New feature coming soon via software update!

carapace · on Oct 31, 2020

Where do you draw the line though?

If this works well, isn't it kind of anti-social to refuse to cough into a phone?

Keep in mind this isn't the only (or even the first) application of this sort of always-on ubiquitous surveillance.

sieste · on Oct 31, 2020

Once this becomes widely available as a free app, people will figure out quickly how to cough in a way that gets the desired result.

gfodor · on Oct 31, 2020

If this works out this will go down as the most incredible application of ML ever.

blackrock · on Nov 1, 2020

This sounds like a bad usage of machine learning. Unless the Covid cough sounds distinctly the same, then there might just be too many false positives that can come from this. Or even a false negative.

Tycho · on Oct 31, 2020

I remember back in March a lot of people (within the field) saying AI folk should stand back and let the medical/virology community deal with Covid. This sort of thing puts paid to that attitude, IMO.

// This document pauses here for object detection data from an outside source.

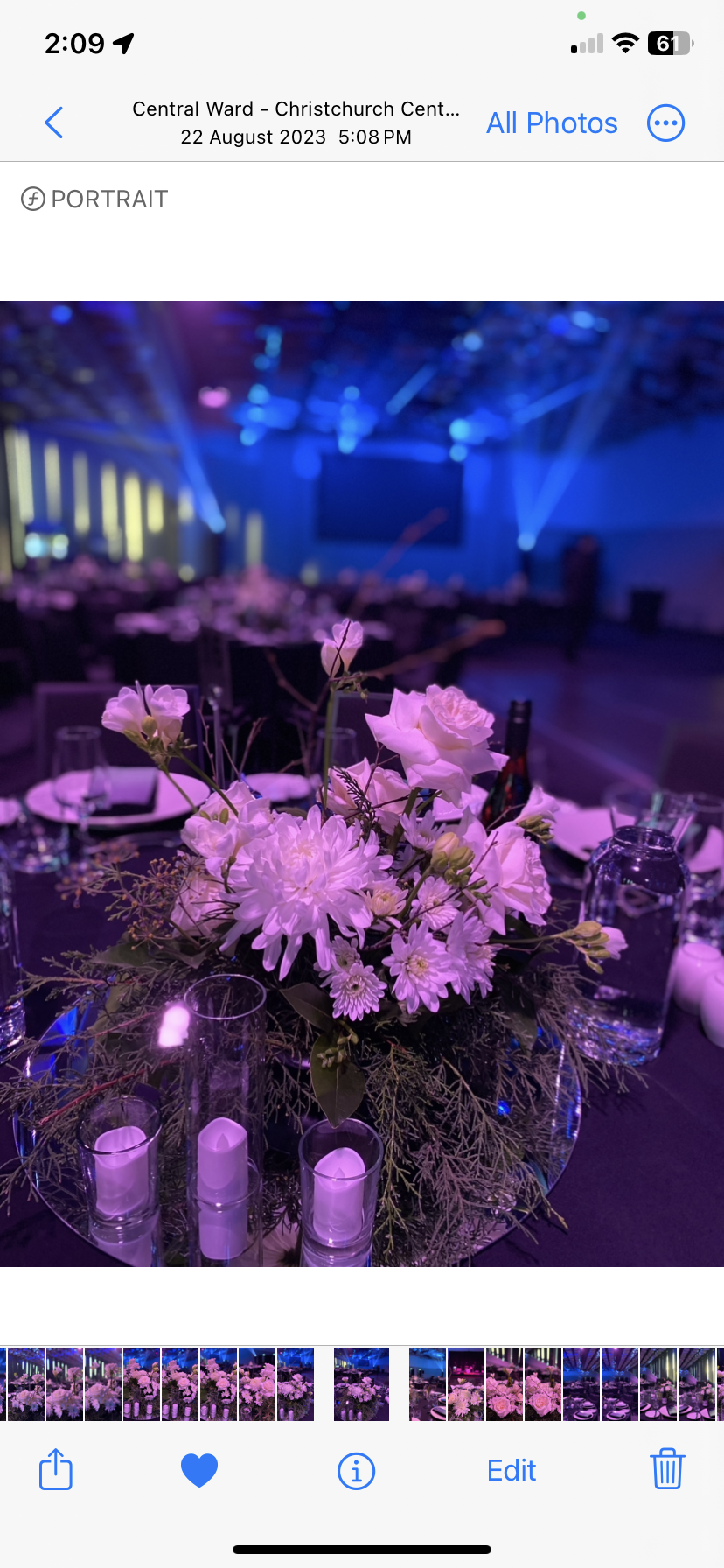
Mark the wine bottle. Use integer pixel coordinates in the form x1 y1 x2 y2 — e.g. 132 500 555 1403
483 701 532 828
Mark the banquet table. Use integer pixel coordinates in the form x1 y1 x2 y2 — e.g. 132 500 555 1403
0 839 724 1269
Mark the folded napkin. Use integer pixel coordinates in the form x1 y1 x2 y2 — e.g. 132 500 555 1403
99 768 158 817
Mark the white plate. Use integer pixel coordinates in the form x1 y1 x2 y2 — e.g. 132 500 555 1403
245 773 313 806
553 806 613 861
25 773 208 830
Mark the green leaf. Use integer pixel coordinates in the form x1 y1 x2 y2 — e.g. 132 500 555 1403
282 980 332 1029
310 1035 365 1127
94 942 154 969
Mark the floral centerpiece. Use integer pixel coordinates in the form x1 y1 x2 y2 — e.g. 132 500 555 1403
0 621 621 1264
8 1372 45 1421
337 1376 382 1421
199 1356 238 1421
85 1361 121 1421
525 1372 562 1421
486 1372 525 1421
238 1361 275 1421
163 1356 199 1421
275 1368 315 1421
45 1368 83 1421
124 1356 162 1421
449 1382 486 1421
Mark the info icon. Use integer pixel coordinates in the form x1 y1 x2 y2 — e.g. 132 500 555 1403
337 1453 374 1491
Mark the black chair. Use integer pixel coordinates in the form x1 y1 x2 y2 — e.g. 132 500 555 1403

vaccinator · on Oct 31, 2020

Sounds like a job for the NSA

asdev · on Oct 31, 2020

how do you select the features for a model like this?

propogandist · on Oct 31, 2020

what a perfect way to make the ongoing domestic spying seem like it's for "public saftey".

IgorPartola · on Oct 31, 2020

I want an Amazon Echo skill to screen anyone before they come to my house :)

Seriously, this is incredibly and if this is verified to work could be a game changer. The real thing we need to do is all get tested at once on the same day at the same time. Then those who are positive need to isolate for 2-3 weeks until they are negative again. That would completely reset us back to nearly zero. Then do this again 2-3 times and we could shove this demon back into the bottle.

maxerickson · on Oct 31, 2020

That would be insufficient, the infection takes a couple days or more to become detectable.

But we could all cough into our phones every day.

What you describe is what South Korea has done a couple of times now with more traditional testing, it certainly works if you actually do it.

IgorPartola · on Oct 31, 2020

Yeah we would need to do daily testing too. The main problem is that (a) it takes 3-5 days for the infection to become detectable and (b) it takes 1-5 days to get your test results back. So for 4-10 days you are contagious and don’t know it. Instant testing like this that works before symptoms means you could detect the infection soon as it takes hold, significantly reducing the spread rate. If our traditional testing was all rapid we would be a lot better off. Well that, and leadership that isn’t solely concerned with its own reelection in a pointless bid for staying out of prison. Both would be good.